31. A method as claimed in any of the preceding claims, characterised in that the microbial pathogen cells are dried prior to use in said vaccine.

32. A vaccine composition as claimed in any one of claims 25 to 31, characterised in that the composition is an aqueous composition.

33. A vaccine composition as claimed in any one of claims 25 to 31, characterised in that the composition is a dry composition.

34. A vaccine composition as claimed in claims 25 to 31, characterised in that the composition is a lyophilised composition.

35. Use of a pathogenic microbe which has been genetically modified such that at least one repressor gene for a heat shock protein is inactivated, thereby allowing constitutive expression of heat shock proteins, as a vaccine vector which further allows the expression of a heterologous antigen.

36. Use of pathogenic microbe as claimed in claim 34 wherein the pathogenic microbe is a prokaryotic organism, which is suitable for use as a vaccine vector.

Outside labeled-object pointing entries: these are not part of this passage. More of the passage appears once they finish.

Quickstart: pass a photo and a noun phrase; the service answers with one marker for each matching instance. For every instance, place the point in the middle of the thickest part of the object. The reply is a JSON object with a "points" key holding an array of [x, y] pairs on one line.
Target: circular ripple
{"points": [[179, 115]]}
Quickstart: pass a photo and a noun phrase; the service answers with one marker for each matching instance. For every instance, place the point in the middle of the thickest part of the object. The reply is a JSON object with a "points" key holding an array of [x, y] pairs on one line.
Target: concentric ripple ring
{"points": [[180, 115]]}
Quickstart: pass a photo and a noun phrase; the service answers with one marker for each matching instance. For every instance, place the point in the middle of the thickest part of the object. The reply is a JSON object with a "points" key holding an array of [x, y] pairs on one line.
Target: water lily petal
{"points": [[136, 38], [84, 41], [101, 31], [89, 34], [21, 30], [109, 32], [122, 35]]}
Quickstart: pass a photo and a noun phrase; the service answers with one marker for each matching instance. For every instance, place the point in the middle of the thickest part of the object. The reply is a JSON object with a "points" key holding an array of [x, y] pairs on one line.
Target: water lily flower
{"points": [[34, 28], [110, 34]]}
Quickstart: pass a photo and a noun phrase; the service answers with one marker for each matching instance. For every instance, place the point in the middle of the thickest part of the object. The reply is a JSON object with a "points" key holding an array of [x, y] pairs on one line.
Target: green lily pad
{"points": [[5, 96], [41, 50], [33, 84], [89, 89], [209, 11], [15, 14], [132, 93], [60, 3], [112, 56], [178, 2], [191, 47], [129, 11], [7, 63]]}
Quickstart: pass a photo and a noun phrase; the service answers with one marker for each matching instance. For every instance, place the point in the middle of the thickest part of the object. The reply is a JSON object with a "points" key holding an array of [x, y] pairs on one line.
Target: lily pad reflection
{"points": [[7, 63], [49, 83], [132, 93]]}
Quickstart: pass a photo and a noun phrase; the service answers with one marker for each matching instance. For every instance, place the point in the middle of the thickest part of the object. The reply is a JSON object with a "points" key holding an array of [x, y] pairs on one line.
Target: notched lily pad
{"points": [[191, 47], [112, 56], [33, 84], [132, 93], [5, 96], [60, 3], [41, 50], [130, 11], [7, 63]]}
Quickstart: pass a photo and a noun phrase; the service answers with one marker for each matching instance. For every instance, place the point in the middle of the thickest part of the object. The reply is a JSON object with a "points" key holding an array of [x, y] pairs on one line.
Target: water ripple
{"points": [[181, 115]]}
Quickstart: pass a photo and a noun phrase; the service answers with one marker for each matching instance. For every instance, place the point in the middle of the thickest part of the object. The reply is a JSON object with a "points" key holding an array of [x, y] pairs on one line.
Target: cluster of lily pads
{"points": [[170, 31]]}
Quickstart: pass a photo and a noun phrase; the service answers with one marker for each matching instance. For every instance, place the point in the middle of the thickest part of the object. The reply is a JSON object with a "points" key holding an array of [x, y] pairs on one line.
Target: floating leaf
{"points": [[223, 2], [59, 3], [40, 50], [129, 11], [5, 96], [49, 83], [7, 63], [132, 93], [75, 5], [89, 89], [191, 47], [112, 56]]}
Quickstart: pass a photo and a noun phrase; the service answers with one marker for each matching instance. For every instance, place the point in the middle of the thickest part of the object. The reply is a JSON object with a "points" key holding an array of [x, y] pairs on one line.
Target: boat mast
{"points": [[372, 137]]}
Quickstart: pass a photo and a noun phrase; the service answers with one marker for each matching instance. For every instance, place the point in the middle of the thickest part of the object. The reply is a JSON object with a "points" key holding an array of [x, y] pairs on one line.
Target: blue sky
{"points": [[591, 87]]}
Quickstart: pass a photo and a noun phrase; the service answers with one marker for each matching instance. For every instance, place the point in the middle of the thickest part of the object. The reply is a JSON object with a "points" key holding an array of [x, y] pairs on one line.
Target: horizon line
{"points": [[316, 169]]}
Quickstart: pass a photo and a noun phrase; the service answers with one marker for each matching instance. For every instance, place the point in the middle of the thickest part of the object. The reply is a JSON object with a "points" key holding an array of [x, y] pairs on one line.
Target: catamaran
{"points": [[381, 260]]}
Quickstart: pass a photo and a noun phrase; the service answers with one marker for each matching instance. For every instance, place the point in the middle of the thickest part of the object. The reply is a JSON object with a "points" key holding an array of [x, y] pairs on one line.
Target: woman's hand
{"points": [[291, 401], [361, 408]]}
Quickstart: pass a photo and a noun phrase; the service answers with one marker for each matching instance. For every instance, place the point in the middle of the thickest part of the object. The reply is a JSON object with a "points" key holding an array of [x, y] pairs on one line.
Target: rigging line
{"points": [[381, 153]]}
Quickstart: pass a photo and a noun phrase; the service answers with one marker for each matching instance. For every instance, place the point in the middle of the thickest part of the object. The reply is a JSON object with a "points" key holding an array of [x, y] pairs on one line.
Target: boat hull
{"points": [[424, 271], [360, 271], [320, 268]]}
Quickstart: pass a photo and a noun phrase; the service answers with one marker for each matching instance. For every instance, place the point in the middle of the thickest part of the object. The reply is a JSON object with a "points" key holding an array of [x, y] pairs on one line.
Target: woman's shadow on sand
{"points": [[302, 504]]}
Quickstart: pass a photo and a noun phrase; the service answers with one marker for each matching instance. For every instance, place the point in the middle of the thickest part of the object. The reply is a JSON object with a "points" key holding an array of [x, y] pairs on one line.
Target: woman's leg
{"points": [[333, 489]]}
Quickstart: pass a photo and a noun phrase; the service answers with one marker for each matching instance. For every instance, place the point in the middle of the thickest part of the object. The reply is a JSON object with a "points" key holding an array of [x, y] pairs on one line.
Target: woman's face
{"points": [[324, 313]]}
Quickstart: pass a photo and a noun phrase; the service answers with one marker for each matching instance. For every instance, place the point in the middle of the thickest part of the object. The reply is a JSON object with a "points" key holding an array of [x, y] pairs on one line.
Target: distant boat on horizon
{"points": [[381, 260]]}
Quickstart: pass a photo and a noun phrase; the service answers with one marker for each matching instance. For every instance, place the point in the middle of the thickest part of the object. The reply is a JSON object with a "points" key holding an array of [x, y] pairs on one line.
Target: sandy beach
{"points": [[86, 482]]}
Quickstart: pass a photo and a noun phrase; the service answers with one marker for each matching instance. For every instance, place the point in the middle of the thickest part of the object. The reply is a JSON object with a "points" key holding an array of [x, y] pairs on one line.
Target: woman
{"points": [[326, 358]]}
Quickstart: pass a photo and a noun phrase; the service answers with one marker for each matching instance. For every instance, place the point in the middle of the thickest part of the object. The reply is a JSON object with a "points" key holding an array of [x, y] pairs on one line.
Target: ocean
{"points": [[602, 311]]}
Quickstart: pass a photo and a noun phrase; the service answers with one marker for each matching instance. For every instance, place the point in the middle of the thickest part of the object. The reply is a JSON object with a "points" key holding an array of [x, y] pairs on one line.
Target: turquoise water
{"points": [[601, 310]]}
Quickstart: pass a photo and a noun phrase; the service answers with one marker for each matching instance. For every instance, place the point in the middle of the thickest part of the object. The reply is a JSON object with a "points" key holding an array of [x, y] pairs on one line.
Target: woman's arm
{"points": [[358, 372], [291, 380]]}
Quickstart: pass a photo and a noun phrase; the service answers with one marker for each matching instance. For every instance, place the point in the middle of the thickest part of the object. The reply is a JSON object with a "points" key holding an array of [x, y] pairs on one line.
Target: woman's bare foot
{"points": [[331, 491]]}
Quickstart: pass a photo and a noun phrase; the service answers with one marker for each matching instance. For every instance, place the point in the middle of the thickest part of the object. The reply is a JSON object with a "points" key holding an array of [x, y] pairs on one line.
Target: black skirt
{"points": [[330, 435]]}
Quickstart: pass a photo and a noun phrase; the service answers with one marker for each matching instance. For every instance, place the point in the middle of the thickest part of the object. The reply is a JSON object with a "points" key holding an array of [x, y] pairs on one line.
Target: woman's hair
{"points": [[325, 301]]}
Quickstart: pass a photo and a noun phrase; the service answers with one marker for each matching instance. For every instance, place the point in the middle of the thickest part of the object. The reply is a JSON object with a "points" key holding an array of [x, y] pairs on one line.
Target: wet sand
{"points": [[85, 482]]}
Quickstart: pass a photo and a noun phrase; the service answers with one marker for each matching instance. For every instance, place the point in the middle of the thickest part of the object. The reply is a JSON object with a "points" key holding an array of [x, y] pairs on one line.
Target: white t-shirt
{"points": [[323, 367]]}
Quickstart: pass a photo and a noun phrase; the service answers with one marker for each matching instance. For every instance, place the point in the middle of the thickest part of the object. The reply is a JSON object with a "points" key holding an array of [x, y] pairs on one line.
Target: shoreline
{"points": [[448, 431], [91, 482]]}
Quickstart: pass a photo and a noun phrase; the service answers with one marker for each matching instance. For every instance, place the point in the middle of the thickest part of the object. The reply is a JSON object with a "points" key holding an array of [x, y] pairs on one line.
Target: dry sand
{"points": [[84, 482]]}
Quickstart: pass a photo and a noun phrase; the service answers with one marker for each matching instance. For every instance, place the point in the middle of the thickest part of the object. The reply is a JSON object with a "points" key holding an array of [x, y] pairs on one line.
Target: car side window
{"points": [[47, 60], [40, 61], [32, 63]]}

37. Use of pathogenic microbe as claimed in claim 35 wherein the prokaryotic organism is BCG and the heterologous antigen fragment is the tetanus toxoid fragment C.

38. Use of pathogenic microbe as claimed in claim 34 wherein the prokaryotic organism is Salmonella or Lactococcus, such that the vaccine can be administered orally.

39. Use of a pathogenic microbe which has been genetically modified such that at least one repressor gene for a heat shock protein is inactivated, thereby allowing constitutive expression of heat shock proteins, as a source of heat shock protein-peptide complexes for use in subunit and multi-subunit vaccines.